L’impact de la classe sociale sur l’incidence des cancers se précise en France
Plus l’environnement socio-économique est défavorable, plus l’incidence de certains cancers augmente. C’est ce que révèle une étude dirigée par Joséphine Bryère, de l’Inserm, et publiée dans le dernier BEH. Si, sans surprise, c’est le cas pour ceux des voies aérodigestives hautes, d’autres cancers sont également concernés. A l’inverse, un contexte socialement favorable peut aussi s’avérer un élément péjoratif sur l’incidence d’autres types de cancers ! Reste qu'au total, les auteurs estiment que 15 000 cas de cancers seraient évitables en France via l’amélioration des conditions de vie et la promotion de la santé des plus défavorisés.
Un indice européen EDI réplicable à tous les pays d’Europe
En effet, des scientifiques ont essayé de quantifier l’impact de l’environnement socio-économique sur l’incidence des cancers. Ces travaux, premiers du genre en France, sont basés sur un nombre considérable de données provenant des registres du réseau national Francim établis dans 16 départements entre 2006 et 2009. Pour des raisons statistiques, seules les 15 tumeurs solides et les 3 hémopathies malignes les plus fréquentes ont été analysées.
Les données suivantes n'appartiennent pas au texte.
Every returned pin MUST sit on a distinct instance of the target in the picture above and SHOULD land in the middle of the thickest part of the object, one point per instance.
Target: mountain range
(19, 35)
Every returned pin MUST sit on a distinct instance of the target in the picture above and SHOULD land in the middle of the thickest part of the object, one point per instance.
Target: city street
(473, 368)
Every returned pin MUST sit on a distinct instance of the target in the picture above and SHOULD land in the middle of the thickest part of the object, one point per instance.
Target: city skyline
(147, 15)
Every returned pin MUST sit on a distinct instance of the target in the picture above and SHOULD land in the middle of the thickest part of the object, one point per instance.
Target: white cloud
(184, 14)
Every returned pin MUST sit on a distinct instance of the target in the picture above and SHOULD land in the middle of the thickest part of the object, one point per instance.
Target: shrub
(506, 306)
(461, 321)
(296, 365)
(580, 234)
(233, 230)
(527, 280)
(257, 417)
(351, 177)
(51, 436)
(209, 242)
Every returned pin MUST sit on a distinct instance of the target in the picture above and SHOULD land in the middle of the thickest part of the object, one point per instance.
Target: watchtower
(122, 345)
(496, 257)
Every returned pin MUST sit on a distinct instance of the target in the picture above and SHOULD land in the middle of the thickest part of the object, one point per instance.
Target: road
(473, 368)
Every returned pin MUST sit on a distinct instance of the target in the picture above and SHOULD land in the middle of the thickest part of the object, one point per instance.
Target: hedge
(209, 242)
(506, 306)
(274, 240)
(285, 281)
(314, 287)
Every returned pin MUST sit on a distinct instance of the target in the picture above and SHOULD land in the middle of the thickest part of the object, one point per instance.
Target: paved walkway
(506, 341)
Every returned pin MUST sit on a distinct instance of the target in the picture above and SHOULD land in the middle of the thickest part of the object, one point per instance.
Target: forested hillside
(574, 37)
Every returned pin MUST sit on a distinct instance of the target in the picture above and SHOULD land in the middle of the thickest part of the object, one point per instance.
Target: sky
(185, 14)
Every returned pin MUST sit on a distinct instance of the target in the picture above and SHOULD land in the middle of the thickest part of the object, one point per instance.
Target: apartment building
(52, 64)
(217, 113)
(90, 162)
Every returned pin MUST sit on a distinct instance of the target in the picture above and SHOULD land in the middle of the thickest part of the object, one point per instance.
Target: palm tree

Lors de recherches, pour évaluer le contexte économique des individus, les spécialistes ont eu recours à l’indice européen agrégé de défavorisation sociale (European deprivation Index ou EDI) qui se basait sur des informations fournies lors du recensement de 2007.
Un gradient d’incidence avec la dévalorisation sociale mais pas que…
Avec un environnement socio-économique défavorable, les cancers de l’estomac, du foie, des lèvres, de la bouche, du pharynx et du poumon augmenteraient pour les deux sexes, tout comme les cancers du larynx, du pancréas, de l’œsophage et de la vessie pour les hommes et les cancers du col de l’utérus pour les femmes.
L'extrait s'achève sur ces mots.